The places you’ll go. It’s graduation season, and many students celebrating their freedom from study (for the summer at least) will be congratulated with a somber tome instructing them on how to live a productive, impactful life.
If that’s your thing, that’s cool: Quartz has some suggestions from the CEO of Hyatt and the dean of Wharton, among others, as well as from reader-in-chief Bill Gates. Well-meaning aunts and uncles are buying up books like Dr. Seuss’s classic, Oh the Places You’ll Go, and William H. McRaven’s Make your Bed, based on his 2014 commencement speech, which are both on US bestseller lists this month.
But I say: Give the graduates a break. Let them go to the beach and read something juicy and meandering. The Savage Detectives, by Roberto Bolaño, comes to mind. For young wanderers, Kuma-Kuma Chan, by Kazue Takahashi, is great.
These books don’t teach you much about how to be your best you, but they’ll certainly take you on a little get-away.
Have a great weekend!
Yes way rosé. I recently had Txakoli (pronounced like “cha-ko-lee“) rosé for the first time.

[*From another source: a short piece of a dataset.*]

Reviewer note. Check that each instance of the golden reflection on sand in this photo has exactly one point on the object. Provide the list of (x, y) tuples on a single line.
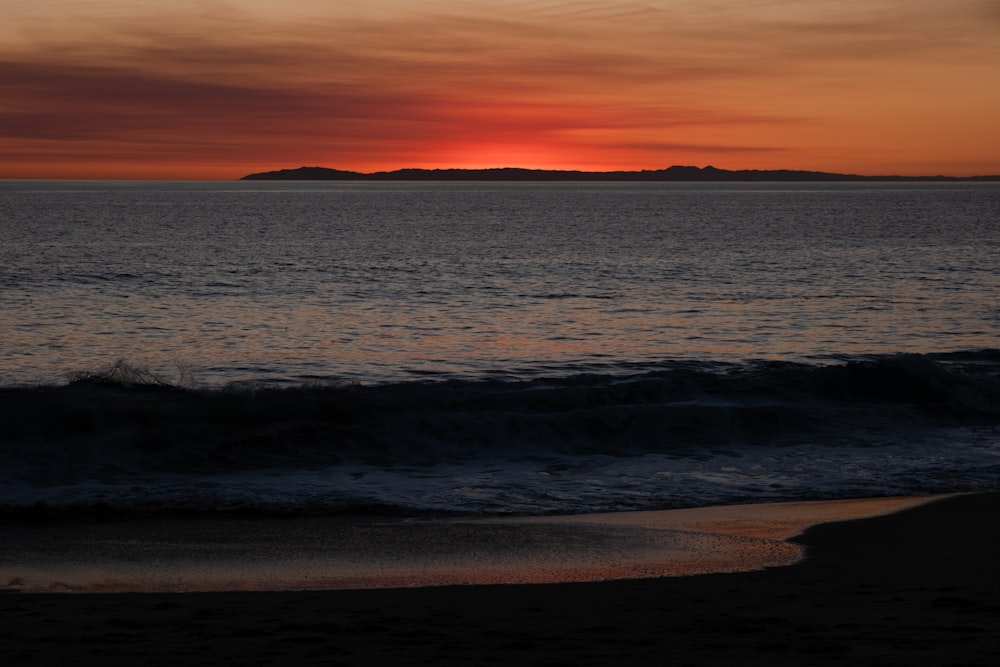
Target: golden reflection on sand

Txakolis come from Basque and are clean, with high acidity, minerality, and salinity, meaning they’re good with seafood, cured meats, and fried snacks, says Serious Eats. The one I tried, from Getaria in Basque country, had a bit of fizz and a nice salty aftertaste that was like drinking the sea (if that were an advisable thing to do). Txakoli rosés are relatively unknown in the US, but they’re becoming more popular here in New York and elsewhere.
My first taste was two weeks ago, but one plan I’ll commit to for this summer is to try several more.